Nicholas Carr blogged about Gwap, a week ago :
“_a new site was launched this week, by Carnegie Mellon’s School of Computer Science, that aims to entice humans into playing simple games that will help computers get smarter. The site, called Gwap (an acronym for “games with a purpose”), is the brainchild of computer scientist Luis von Ahn (who also cofathered the Captcha). “We have games that can help improve Internet image and audio searches, enhance artificial intelligence and teach computers to see,” he explains. “But that shouldn’t matter to the players because it turns out these games are super fun._”
This is a very interesting concept. It makes me think of the Mechanical Turk, one of Amazon Web Services.
In fact, Nicholas addresses it later in the post:
“The challenge, of course, is to figure out a way to get people to do these kinds of routine chores - to work for the machine. (Tagging pictures gets old fast.) Amazon’s Mechanical Turk uses small payments to get people to contribute their time to extending computer intelligence. Von Ahn’s Gwap uses the pleasure of gaming as a lure.”
The Mechanical Turk allows Amazon’s customers (called Requesters) to “hire” people (Providers) to complete small task (HITs, or Human Intelligence Tasks) for small amounts of money. Interestingly, it seems that part of the “turkers” provide their service for fun, rather than for the (small) money.

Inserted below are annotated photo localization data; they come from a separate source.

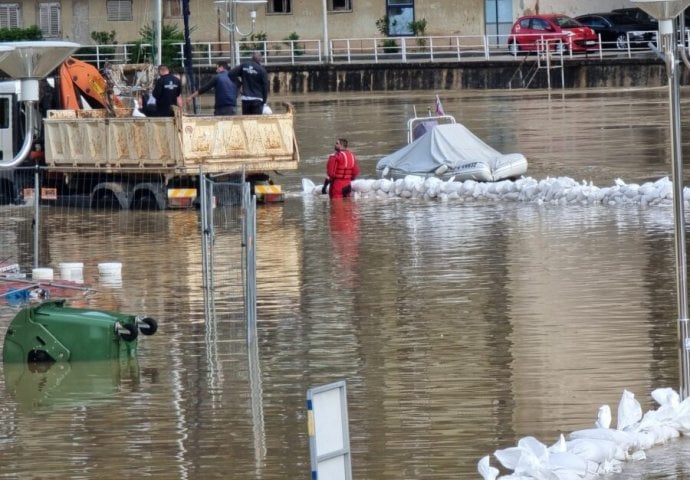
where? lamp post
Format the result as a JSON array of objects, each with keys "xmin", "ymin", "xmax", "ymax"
[
  {"xmin": 633, "ymin": 0, "xmax": 690, "ymax": 399},
  {"xmin": 217, "ymin": 0, "xmax": 267, "ymax": 65}
]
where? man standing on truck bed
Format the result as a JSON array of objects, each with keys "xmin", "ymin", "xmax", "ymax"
[
  {"xmin": 229, "ymin": 51, "xmax": 268, "ymax": 115},
  {"xmin": 185, "ymin": 61, "xmax": 237, "ymax": 115},
  {"xmin": 152, "ymin": 64, "xmax": 182, "ymax": 117}
]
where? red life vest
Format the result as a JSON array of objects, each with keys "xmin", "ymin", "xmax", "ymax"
[{"xmin": 332, "ymin": 150, "xmax": 357, "ymax": 180}]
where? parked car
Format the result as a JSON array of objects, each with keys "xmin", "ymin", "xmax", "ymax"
[
  {"xmin": 508, "ymin": 14, "xmax": 598, "ymax": 55},
  {"xmin": 575, "ymin": 12, "xmax": 657, "ymax": 50},
  {"xmin": 613, "ymin": 6, "xmax": 689, "ymax": 42},
  {"xmin": 611, "ymin": 7, "xmax": 658, "ymax": 27}
]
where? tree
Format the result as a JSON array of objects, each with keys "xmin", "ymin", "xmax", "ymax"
[{"xmin": 131, "ymin": 22, "xmax": 188, "ymax": 66}]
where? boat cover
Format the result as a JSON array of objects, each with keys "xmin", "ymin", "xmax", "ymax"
[{"xmin": 377, "ymin": 123, "xmax": 525, "ymax": 177}]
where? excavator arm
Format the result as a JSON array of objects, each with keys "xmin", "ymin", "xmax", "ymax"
[{"xmin": 58, "ymin": 57, "xmax": 123, "ymax": 111}]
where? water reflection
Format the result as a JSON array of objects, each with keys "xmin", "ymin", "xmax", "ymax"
[
  {"xmin": 1, "ymin": 89, "xmax": 690, "ymax": 478},
  {"xmin": 3, "ymin": 359, "xmax": 144, "ymax": 411}
]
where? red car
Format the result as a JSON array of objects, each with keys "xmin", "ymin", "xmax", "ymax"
[{"xmin": 508, "ymin": 14, "xmax": 599, "ymax": 54}]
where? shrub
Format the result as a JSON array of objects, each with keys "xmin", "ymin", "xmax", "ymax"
[
  {"xmin": 409, "ymin": 18, "xmax": 428, "ymax": 47},
  {"xmin": 382, "ymin": 38, "xmax": 399, "ymax": 54},
  {"xmin": 240, "ymin": 32, "xmax": 267, "ymax": 54},
  {"xmin": 130, "ymin": 22, "xmax": 188, "ymax": 66},
  {"xmin": 284, "ymin": 32, "xmax": 304, "ymax": 56},
  {"xmin": 0, "ymin": 25, "xmax": 42, "ymax": 41}
]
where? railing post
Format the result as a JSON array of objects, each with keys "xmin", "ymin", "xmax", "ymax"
[
  {"xmin": 33, "ymin": 166, "xmax": 40, "ymax": 269},
  {"xmin": 402, "ymin": 38, "xmax": 407, "ymax": 62}
]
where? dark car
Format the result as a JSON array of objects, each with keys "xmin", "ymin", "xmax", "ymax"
[
  {"xmin": 611, "ymin": 7, "xmax": 658, "ymax": 27},
  {"xmin": 614, "ymin": 6, "xmax": 690, "ymax": 26},
  {"xmin": 575, "ymin": 12, "xmax": 657, "ymax": 50}
]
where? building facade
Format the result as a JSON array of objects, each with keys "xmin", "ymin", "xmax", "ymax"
[{"xmin": 0, "ymin": 0, "xmax": 634, "ymax": 46}]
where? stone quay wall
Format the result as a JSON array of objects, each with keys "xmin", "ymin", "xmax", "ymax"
[{"xmin": 186, "ymin": 58, "xmax": 680, "ymax": 94}]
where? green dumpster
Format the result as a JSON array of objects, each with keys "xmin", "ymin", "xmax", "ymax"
[{"xmin": 3, "ymin": 299, "xmax": 157, "ymax": 364}]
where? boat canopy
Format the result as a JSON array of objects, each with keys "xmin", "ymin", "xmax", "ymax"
[{"xmin": 377, "ymin": 123, "xmax": 524, "ymax": 176}]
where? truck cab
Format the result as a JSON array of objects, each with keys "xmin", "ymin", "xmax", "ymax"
[{"xmin": 0, "ymin": 80, "xmax": 31, "ymax": 204}]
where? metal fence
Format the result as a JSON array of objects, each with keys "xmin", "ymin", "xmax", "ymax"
[
  {"xmin": 199, "ymin": 172, "xmax": 257, "ymax": 340},
  {"xmin": 71, "ymin": 31, "xmax": 670, "ymax": 69},
  {"xmin": 0, "ymin": 167, "xmax": 257, "ymax": 340}
]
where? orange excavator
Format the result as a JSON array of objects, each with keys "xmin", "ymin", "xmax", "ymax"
[{"xmin": 58, "ymin": 57, "xmax": 124, "ymax": 112}]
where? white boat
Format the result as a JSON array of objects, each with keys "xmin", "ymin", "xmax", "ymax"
[{"xmin": 376, "ymin": 110, "xmax": 528, "ymax": 182}]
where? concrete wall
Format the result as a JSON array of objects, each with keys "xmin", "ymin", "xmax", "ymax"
[{"xmin": 254, "ymin": 58, "xmax": 671, "ymax": 94}]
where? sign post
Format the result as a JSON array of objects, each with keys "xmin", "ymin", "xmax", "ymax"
[{"xmin": 306, "ymin": 380, "xmax": 352, "ymax": 480}]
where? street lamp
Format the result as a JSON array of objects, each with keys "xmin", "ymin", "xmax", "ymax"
[
  {"xmin": 216, "ymin": 0, "xmax": 267, "ymax": 65},
  {"xmin": 633, "ymin": 0, "xmax": 690, "ymax": 399}
]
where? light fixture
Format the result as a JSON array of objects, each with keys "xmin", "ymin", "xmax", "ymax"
[
  {"xmin": 0, "ymin": 41, "xmax": 79, "ymax": 168},
  {"xmin": 215, "ymin": 0, "xmax": 267, "ymax": 37}
]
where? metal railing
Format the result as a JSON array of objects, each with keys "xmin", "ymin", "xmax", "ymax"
[{"xmin": 70, "ymin": 32, "xmax": 672, "ymax": 68}]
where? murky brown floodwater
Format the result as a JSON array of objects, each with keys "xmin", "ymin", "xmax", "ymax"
[{"xmin": 2, "ymin": 87, "xmax": 690, "ymax": 479}]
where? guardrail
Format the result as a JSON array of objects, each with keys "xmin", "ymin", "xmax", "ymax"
[{"xmin": 70, "ymin": 32, "xmax": 670, "ymax": 68}]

Requesters can ask that Workers fulfill Qualifications before engaging a task, and they can set up a test in order to verify the Qualification.
To be precise, the Mechanical Turk is all about crowdsourcing, while Gwap is all about teaching computers to do things that today humans are better at.
I’m thinking of creative ways to improve the Mechanical Turk… Today, the service isn’t really big, and there is still a big barrier for adoption by the mass of “small” Requesters. What about… something related to Second Life? Or other things?